小林 ランジェリーの撮影を、初日の日が出ているうちに撮る予定だったんですけど、もうちょっと後にしてくださいってお願いしたんです。それで、夜の風景をバックに撮ったら、先行カットが公開された時に「いいね」っていう声をたくさんいただいて。結果的に良かったのかなと思いました。

――ランジェリーの撮影を後ろに回した理由は……

小林 撮影に入る前はまだ、うまくできるかどうか不安な気持ちがあったので。ちょっと撮影をして慣れてきてからのほうがいいかなと思いました。

――気持ちを整理してから撮影に向かうことができたのですね。では、最初のほうで撮ったカットは?

小林 お花を抱えている写真が、最初に撮ったカットですね。
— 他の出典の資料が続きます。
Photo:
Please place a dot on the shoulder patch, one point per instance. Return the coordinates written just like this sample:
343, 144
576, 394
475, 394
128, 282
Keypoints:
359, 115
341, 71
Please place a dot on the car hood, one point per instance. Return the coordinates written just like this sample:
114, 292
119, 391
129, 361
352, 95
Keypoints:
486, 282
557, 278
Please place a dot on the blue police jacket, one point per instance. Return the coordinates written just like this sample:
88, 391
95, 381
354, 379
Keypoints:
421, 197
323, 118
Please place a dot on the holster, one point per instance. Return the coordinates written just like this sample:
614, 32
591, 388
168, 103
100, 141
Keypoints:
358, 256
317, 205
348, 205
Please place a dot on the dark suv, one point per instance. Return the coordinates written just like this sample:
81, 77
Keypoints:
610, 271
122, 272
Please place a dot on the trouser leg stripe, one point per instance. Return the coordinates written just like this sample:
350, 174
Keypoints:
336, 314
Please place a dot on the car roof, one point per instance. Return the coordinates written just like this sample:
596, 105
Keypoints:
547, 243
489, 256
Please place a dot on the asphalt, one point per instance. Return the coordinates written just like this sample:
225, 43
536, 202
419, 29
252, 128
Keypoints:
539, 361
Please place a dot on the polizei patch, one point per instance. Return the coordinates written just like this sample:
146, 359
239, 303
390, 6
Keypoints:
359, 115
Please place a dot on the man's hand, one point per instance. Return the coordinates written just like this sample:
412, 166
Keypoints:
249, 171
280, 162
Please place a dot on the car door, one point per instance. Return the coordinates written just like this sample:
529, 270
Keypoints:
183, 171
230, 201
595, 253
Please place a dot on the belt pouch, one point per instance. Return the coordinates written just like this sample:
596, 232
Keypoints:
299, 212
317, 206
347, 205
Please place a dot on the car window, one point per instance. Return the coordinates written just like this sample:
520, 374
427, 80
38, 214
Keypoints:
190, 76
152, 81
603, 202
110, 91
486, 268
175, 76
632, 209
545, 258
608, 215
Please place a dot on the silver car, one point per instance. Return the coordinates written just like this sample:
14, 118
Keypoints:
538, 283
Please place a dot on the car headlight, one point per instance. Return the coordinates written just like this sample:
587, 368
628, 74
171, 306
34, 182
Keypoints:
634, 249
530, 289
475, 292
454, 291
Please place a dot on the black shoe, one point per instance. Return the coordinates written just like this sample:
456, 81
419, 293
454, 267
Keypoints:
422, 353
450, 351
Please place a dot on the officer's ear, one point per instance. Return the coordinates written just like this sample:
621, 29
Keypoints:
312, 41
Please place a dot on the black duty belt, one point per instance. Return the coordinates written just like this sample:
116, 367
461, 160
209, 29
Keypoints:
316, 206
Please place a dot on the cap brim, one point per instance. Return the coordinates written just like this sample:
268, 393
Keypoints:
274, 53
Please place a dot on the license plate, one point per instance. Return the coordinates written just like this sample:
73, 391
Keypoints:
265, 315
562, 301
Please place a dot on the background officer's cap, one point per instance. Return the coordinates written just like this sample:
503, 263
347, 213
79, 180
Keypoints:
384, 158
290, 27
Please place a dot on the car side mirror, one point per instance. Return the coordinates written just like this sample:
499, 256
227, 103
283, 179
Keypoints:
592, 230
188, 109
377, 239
お花屋さんがずらっと並んでいるところに行って、お花を実際に買って撮影しました。この時はまだ感じがつかめていなくて、ちょっと気を張ってしまうところがあったんです。だから、もうちょっとナチュラルになれるといいなと思っていて、その後にだんだん慣れていきました。

――撮られていくうちに?

小林 そうですね。カメラマンさんやスタッフさんの作ってくださる雰囲気が心地よくて。ランジェリーのカットもそうだし、思っていたより自然な自分でいられたと思います。カメラマンの鈴木心さんはグループの写真集『21人の未完成』(集英社)の時も撮っていただいていたので、写真に対する安心感もすごくありました。

――衣装の数も、撮影のシチュエーションも、かなりバリエーション豊富ですよね。特に気に入っているものは?

小林 衣装で気に入ったのは、ライブハウスで撮ったデニムのワンピースですね。ランジェリーでは、黒いジャケットを羽織ったものが好き。もともと、ランジェリーっぽくないランジェリーショットを撮りたいなあってスタッフの方に伝えていたので、想像通りで嬉しかったです。


――とても印象的なカットだと思います。犬とのツーショットもありましたが、これは現地の犬?

小林 ロンドンにいたワンコです(笑)。すごく懐いてくれて嬉しかったです。犬を飼ったことはないんですけど(笑)。

――癒される1枚でした(笑)。セーラー服で雑踏に佇んでいるカットはいい意味で違和感があって気になりましたが。

小林 日本の制服を着てロンドンにいるっていうのが、すごく不思議な感覚でいいよねって話していて。すごい人混みでしたけど、その真ん中に立ってみたらどうなるんだろうって考えながら撮影しました。



――まったく知らない場所で戸惑うことはなかったですか?

小林 戸惑うことはなかったです。自由にしていいよって言われていたので、本当に自由に、ナチュラルに撮っていただいたと思います。ちょっとあっちも行ってみたいなという方にも行ってみたり(笑)。特に海での撮影は、本当に何も考えずに、ただひたすら歩いて。けっこう長い時間、撮っていただいたと思います。

――感情の赴くままに、自由に撮影できたのだなということが伝わります。小林さんにとって、この1冊はどんな存在になりそうですか?

小林 私を代表する一冊ですし、私の中でも大切な一冊になりました。この写真集があることで、これからも自信を持って活動していけると思います。